Debemos, en consecuencia, estar de acuerdo con las formalidades del semblante y tomar el semblante que nos otorgan: el reconocimiento que la derecha le da a la izquierda, el poder de inclinar la balanza electoral porque en el fondo no le temen. Debemos aceptarlo y ubicar a partir de ese reconocimiento un deseo, el de una posición enunciativa distinta: un germen de subjetividad política que, inscrita como neutralizada y no peligrosa, sea no obstante el inicio de la transfiguración en beneficio de lo popular. Agradezcamos, pues, la coyuntura que se caracteriza por el afán que tiene hoy la derecha de aplastar o renegar del reverso obsceno que no solamente es suyo. En la ausencia de los semblantes de legalidad, como en el fujimorismo pasado, no es posible ninguna subjetividad –salvo quizás y como amago de ella: la venganza sangrienta y el horror, pero eso nunca lo quisimos–, con los semblantes que se caracterizan por establecerse en los discernimientos y no en las confusiones es posible una maniobra mejor.

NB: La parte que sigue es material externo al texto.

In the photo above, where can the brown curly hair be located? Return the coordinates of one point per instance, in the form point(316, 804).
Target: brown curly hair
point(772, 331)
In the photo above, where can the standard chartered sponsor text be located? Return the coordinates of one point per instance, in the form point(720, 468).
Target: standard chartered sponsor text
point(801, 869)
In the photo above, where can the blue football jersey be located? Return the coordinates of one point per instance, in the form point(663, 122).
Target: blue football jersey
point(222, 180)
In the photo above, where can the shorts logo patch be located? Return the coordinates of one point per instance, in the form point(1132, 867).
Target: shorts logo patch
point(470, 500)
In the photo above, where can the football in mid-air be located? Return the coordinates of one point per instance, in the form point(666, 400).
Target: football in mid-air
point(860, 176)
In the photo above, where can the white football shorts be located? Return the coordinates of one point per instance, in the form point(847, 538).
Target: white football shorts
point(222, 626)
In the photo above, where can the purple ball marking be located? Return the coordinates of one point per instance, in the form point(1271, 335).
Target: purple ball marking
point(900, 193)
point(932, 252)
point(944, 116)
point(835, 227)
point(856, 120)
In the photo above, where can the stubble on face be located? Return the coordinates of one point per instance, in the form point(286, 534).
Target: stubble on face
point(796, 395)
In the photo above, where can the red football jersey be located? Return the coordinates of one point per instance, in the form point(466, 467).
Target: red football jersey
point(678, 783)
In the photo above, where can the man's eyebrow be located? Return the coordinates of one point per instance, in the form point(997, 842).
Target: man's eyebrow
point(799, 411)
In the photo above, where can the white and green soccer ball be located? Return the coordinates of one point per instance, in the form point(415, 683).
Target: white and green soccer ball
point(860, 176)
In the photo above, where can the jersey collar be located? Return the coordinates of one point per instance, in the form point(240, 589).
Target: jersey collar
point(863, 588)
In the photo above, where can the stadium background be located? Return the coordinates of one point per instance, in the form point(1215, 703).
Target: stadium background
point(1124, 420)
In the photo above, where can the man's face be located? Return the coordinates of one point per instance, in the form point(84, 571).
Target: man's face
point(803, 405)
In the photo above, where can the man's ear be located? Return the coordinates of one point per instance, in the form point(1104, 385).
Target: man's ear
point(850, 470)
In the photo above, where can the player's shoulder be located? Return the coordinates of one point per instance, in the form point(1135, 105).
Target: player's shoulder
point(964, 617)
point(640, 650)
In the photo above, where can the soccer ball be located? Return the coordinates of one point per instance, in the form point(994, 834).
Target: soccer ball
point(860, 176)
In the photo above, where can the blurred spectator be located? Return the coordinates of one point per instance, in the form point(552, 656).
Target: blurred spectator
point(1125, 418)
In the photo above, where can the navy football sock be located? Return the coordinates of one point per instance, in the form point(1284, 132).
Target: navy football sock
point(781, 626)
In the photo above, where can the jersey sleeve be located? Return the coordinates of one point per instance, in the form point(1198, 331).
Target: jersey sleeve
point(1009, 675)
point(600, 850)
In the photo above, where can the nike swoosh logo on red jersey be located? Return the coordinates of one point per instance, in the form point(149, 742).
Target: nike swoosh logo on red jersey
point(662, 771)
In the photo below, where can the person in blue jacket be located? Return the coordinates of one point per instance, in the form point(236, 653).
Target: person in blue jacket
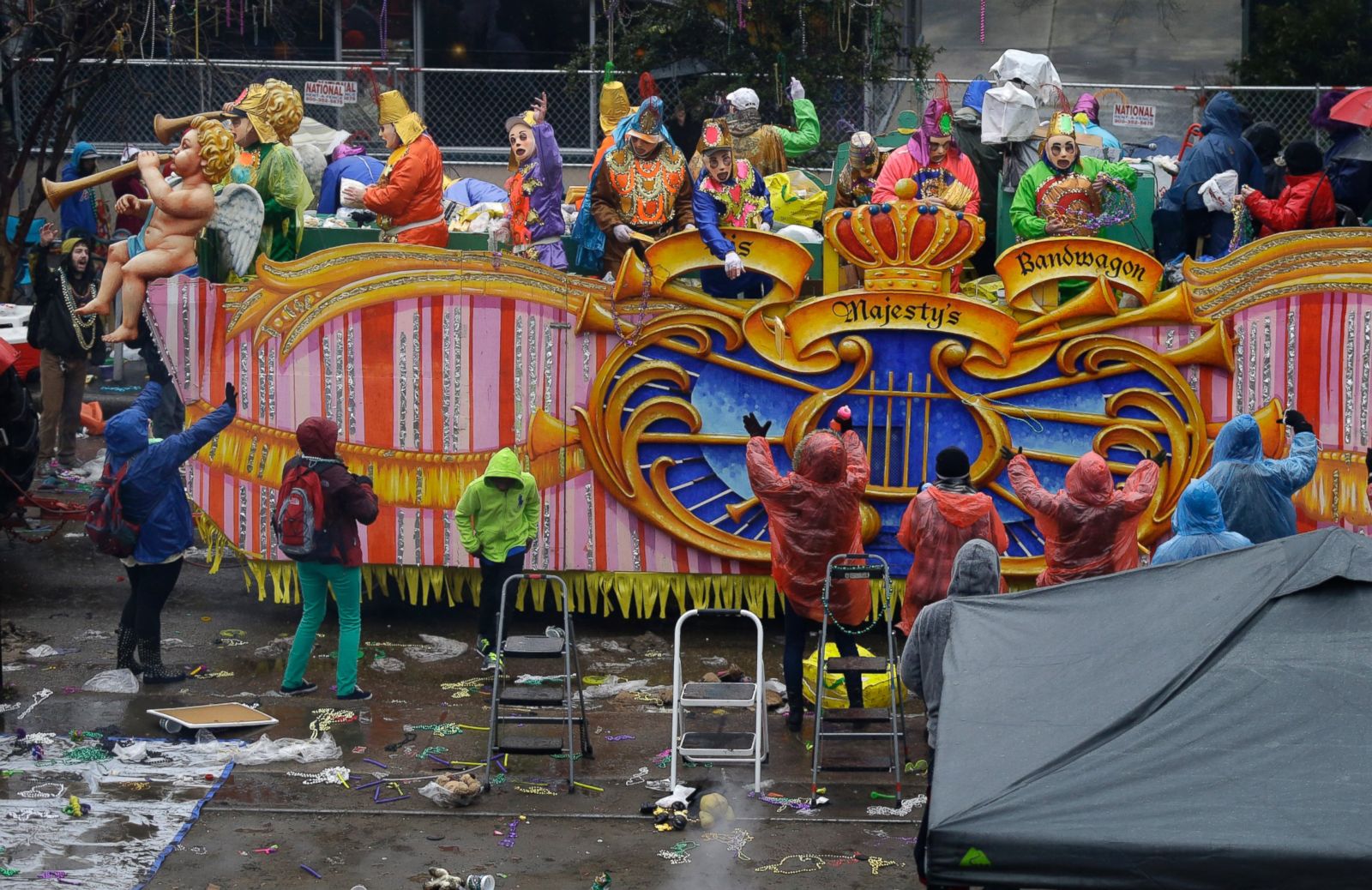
point(91, 210)
point(1255, 490)
point(470, 192)
point(1198, 526)
point(349, 162)
point(154, 498)
point(729, 192)
point(1182, 215)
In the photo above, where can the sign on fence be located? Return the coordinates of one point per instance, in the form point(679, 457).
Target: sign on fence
point(335, 93)
point(1142, 117)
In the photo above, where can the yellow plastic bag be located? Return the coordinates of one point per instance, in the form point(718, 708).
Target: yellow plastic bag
point(876, 688)
point(796, 199)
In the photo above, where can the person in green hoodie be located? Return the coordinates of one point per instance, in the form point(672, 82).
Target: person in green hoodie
point(497, 519)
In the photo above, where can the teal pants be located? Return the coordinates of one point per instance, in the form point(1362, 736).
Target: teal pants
point(316, 580)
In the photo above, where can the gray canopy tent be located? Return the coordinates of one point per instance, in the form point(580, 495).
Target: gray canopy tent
point(1198, 725)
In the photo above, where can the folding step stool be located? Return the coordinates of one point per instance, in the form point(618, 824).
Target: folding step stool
point(720, 748)
point(537, 697)
point(864, 720)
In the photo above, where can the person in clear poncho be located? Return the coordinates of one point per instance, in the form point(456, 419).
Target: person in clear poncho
point(937, 523)
point(1090, 526)
point(1198, 526)
point(1255, 490)
point(813, 516)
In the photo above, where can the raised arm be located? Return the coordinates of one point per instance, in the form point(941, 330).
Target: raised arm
point(859, 471)
point(1026, 485)
point(1297, 469)
point(1139, 489)
point(806, 135)
point(533, 508)
point(683, 212)
point(1024, 213)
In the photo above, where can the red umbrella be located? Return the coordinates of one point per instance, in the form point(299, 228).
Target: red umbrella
point(1355, 109)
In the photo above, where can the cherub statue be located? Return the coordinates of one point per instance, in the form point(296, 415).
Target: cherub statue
point(182, 208)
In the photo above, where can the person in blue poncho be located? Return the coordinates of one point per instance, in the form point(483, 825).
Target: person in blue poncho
point(349, 162)
point(1255, 490)
point(1182, 215)
point(1086, 116)
point(153, 496)
point(733, 194)
point(91, 210)
point(1198, 526)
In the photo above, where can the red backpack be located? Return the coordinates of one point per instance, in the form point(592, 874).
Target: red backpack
point(111, 532)
point(298, 520)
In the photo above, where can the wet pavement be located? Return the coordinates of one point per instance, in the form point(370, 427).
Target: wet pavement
point(59, 592)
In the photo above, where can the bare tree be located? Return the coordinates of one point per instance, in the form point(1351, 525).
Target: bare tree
point(68, 50)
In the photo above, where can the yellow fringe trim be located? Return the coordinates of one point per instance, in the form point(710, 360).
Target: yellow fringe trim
point(628, 594)
point(1339, 490)
point(404, 478)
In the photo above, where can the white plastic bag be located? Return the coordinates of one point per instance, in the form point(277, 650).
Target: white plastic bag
point(113, 681)
point(268, 750)
point(436, 649)
point(1008, 114)
point(1033, 69)
point(1218, 192)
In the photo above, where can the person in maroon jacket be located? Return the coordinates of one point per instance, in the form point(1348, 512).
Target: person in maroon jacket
point(1305, 203)
point(347, 501)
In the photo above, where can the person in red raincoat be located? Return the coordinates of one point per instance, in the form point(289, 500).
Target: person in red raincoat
point(1088, 528)
point(813, 514)
point(1305, 203)
point(937, 523)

 No hay deseo sin el Otro, diría Lacan; en su ausencia, es decir, sin la legalidad, sin las representaciones y, en general, sin el juego de los semblantes no hay sino una aplastante obediencia al goce como lo más natural. Solo en el escenario del discernimiento significante, como aquel en el que una bandera pudo representar a los peruanos en la Plaza Dos de Mayo, algo como un sujeto es posible. Que no sea efímero, que sea el punto de partida de un deseo y se extienda más allá de los determinantes de la coyuntura. Esto es lo que nos toca.